RogerBW's Blog

Cultural Artifacts, MaryAnn Johanson 10 April 2021

2021 SF, fantasy and horror anthology, 30 very short stories.

A disclaimer first: MaryAnn is a friend whose film review site I've been reading with enthusiasm for over twenty years. I didn't pay directly for this book, but got it as a benefit of being a supporter of her work in general. She knows I'm going to give an honest review and, thank goodness, I really enjoyed this collection.

These stories are described as "flash fiction", not a form I know well, and they average a bit over a thousand words each; often that means there's no real room for plot. Sometimes what we get is scene-setting that suggests what the "real" story to follow might be; sometimes it's a slice of life; sometimes it's a story that deliberately never quite starts, with a feeling that if only things had aligned a tiny bit differently it could all have been so much better. And sometimes it is a miniature piece of conventional fiction with beginning and middle and end.

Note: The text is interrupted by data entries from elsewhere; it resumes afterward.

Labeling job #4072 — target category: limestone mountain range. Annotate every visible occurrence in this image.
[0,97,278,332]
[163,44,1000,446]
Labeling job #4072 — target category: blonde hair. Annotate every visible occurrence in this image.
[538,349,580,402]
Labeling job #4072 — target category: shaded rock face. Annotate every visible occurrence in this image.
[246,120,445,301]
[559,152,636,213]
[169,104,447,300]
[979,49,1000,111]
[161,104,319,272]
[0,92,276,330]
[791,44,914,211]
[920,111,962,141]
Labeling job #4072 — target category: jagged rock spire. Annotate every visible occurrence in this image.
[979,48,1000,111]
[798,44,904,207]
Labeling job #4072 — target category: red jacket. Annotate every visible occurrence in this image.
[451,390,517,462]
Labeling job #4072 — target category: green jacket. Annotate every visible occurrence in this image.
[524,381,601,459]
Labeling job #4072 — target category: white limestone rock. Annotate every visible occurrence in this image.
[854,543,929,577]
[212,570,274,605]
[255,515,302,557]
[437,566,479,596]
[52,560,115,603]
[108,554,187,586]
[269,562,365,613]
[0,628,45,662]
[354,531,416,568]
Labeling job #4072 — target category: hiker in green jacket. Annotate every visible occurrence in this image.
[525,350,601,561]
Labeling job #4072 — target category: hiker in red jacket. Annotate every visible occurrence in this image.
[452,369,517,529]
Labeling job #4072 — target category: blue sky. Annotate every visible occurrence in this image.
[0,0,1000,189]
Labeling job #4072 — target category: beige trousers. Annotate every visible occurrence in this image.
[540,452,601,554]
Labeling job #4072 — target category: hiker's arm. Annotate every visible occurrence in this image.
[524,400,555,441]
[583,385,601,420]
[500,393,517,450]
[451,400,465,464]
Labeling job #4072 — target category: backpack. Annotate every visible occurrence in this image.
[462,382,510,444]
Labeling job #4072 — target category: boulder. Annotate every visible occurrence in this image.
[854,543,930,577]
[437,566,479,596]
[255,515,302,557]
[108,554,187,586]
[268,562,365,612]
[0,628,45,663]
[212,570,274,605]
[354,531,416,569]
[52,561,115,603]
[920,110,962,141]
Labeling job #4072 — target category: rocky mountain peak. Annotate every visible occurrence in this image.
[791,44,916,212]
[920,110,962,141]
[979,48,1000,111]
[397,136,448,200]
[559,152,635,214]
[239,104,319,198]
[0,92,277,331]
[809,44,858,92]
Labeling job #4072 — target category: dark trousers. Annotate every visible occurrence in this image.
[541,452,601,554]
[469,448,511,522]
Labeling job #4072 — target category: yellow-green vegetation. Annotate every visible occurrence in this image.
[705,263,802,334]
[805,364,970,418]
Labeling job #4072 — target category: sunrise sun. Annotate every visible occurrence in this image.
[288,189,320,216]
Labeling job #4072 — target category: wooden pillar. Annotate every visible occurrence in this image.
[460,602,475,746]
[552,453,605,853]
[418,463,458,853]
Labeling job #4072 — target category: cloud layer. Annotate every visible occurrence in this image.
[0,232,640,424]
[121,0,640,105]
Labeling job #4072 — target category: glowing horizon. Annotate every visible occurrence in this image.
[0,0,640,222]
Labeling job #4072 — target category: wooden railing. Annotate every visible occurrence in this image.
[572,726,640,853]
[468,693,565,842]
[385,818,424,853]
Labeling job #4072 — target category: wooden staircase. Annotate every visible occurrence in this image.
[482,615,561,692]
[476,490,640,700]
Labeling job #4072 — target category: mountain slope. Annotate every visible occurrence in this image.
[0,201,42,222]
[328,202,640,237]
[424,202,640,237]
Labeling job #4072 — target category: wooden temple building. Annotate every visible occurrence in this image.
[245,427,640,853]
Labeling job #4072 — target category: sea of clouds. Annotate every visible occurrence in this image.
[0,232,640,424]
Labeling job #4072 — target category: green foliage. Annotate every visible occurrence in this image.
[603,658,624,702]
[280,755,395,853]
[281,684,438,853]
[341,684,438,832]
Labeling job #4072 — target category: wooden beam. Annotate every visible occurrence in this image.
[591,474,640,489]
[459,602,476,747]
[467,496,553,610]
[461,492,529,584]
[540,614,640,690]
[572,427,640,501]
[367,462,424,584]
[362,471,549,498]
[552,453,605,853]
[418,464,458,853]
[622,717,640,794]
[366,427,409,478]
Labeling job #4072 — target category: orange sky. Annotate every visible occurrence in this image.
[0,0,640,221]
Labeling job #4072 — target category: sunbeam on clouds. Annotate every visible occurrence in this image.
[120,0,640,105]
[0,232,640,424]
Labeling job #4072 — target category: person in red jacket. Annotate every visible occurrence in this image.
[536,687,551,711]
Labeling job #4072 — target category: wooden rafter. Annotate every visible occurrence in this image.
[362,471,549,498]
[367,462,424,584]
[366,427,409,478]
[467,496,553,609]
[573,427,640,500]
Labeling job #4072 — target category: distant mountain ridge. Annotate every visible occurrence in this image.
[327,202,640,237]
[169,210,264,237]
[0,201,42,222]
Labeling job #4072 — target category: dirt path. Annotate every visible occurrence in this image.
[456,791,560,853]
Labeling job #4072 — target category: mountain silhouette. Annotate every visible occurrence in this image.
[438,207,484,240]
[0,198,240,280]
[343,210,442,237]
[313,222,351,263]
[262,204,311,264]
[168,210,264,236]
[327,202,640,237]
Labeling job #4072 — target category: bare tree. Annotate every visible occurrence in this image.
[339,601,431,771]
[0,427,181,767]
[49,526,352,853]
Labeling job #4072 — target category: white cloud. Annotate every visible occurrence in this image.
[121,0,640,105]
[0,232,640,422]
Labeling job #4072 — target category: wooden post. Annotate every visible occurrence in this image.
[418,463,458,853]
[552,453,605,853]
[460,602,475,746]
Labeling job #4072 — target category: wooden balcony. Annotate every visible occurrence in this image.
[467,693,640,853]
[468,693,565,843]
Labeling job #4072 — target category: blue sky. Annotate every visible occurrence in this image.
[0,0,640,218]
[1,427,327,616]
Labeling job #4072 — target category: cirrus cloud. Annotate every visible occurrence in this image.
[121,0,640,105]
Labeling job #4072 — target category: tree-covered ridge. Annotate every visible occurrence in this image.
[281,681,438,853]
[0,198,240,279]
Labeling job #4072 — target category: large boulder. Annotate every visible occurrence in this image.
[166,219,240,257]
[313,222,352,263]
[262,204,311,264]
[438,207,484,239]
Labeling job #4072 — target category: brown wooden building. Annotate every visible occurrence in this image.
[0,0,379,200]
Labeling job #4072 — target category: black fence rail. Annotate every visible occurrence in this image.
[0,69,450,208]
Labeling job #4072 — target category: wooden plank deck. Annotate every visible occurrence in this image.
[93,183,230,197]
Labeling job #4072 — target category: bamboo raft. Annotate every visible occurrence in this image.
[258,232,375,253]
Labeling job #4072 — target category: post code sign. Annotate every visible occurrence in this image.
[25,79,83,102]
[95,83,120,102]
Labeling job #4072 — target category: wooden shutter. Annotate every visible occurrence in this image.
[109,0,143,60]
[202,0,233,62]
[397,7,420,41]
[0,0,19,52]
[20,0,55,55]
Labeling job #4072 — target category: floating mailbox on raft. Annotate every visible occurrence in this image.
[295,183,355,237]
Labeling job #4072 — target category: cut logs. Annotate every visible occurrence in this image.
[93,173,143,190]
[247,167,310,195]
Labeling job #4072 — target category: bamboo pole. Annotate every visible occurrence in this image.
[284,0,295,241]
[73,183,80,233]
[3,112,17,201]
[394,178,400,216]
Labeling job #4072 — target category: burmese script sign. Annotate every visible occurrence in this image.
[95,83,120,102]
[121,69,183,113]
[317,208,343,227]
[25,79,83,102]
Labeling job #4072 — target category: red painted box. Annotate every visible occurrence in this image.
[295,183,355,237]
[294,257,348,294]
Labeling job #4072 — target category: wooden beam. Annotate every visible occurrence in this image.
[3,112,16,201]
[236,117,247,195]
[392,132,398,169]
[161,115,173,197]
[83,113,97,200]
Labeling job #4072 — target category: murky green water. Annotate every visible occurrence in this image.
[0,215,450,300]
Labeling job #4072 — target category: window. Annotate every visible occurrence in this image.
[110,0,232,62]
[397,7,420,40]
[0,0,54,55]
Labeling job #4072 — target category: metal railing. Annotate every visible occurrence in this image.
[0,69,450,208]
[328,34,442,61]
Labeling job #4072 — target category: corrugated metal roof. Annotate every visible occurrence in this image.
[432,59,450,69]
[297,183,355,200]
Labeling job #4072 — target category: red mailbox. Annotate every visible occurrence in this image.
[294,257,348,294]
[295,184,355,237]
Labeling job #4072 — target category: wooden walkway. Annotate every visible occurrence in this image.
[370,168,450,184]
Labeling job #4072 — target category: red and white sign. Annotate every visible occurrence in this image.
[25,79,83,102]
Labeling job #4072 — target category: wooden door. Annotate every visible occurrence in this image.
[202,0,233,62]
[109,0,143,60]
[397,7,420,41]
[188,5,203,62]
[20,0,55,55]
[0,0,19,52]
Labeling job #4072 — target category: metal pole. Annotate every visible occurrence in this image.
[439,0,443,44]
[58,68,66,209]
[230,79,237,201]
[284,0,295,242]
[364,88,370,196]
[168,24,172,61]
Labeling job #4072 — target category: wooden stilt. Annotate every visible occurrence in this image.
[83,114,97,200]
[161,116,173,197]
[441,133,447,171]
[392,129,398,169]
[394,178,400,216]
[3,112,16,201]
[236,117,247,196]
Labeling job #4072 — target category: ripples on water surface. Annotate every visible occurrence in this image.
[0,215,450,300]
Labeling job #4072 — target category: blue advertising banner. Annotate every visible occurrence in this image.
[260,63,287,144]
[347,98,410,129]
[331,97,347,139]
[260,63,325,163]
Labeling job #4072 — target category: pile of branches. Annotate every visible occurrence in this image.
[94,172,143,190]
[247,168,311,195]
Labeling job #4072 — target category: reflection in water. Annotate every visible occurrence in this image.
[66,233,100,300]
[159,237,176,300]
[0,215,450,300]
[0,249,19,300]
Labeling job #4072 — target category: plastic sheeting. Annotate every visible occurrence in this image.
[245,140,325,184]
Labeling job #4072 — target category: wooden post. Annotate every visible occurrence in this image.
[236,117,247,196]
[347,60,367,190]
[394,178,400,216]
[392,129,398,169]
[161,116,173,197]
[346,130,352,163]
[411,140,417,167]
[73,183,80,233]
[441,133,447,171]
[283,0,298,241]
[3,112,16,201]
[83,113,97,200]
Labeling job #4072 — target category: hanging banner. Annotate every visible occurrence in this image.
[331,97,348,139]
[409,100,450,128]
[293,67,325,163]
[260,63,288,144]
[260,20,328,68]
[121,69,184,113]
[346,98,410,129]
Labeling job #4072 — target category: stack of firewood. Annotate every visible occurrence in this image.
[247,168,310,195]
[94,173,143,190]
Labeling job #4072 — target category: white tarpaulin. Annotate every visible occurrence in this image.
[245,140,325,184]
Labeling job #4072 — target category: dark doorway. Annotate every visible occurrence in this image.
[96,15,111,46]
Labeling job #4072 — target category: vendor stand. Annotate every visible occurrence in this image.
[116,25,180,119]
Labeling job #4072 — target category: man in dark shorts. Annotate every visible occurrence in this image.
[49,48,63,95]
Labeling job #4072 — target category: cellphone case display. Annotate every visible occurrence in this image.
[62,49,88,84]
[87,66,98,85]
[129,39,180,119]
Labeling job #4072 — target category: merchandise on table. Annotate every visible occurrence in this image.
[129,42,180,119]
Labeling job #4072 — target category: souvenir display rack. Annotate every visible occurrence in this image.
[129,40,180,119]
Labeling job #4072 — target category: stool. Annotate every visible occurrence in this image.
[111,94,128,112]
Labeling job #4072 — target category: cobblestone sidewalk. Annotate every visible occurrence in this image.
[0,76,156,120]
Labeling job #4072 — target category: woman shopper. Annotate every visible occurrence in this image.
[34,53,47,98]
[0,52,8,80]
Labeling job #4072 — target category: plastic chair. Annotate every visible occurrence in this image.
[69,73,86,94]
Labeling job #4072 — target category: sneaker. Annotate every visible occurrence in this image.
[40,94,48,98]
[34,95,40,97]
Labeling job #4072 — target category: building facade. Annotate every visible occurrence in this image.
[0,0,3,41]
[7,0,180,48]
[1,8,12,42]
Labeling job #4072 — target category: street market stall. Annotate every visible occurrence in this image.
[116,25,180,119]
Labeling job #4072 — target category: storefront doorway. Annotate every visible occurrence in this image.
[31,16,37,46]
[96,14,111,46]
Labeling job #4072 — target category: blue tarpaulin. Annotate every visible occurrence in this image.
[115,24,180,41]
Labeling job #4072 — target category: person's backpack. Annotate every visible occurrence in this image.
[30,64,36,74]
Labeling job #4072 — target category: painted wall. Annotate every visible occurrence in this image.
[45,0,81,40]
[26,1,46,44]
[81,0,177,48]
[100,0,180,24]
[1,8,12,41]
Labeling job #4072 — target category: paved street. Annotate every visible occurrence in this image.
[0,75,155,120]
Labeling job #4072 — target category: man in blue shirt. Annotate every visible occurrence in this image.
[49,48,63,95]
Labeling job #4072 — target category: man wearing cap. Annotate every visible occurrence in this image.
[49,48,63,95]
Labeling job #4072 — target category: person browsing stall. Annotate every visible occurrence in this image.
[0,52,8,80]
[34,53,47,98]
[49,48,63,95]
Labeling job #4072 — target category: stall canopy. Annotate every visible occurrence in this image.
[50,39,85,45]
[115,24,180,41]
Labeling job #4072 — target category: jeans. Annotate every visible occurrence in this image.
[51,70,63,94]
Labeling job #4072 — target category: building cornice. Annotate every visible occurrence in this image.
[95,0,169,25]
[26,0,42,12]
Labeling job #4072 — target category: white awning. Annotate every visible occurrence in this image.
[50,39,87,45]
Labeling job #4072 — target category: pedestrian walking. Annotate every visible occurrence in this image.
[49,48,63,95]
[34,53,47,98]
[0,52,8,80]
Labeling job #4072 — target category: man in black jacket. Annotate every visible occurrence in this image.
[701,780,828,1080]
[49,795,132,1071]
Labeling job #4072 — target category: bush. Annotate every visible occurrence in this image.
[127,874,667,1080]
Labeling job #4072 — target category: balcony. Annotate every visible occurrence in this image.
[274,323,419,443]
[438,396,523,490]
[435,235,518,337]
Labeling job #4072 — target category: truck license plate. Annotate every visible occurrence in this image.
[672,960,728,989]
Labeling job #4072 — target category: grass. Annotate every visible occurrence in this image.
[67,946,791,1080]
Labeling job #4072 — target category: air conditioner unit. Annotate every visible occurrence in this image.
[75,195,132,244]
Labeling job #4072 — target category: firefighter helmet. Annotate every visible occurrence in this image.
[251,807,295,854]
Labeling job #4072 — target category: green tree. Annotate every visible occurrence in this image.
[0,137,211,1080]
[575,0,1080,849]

I'm reminded of Yuriy Shakov's Russian Tarot of St Petersburg, for which all the images were painted not on the usual canvas for photoreduction but at their actual intended size. Conventional tools of characterisation and plotting leave too wide a trail to be useful here; one has to hint and make reference and suggest, using just a word or two here or there in place of a paragraph of description. Sometimes it fails and only the broad strokes come through, and we veer too close to cliché; more often it works, and by the end one knows who someone is as a person.

There's also not as much room as one might like to develop a distinctive voice, but even the downbeat stories have a basic optimism to them that I find welcome: yeah, maybe one day this thing will be so much part of ancient history that it's not even understood any more. Maybe we won't learn as much from that as we should, but still we'll be around and learning. There's always a sense that there's more out there than we can see though this tiny hole into the world, and leaving the reader wanting more is certainly better than leaving them wishing you'd had a more aggressive editor.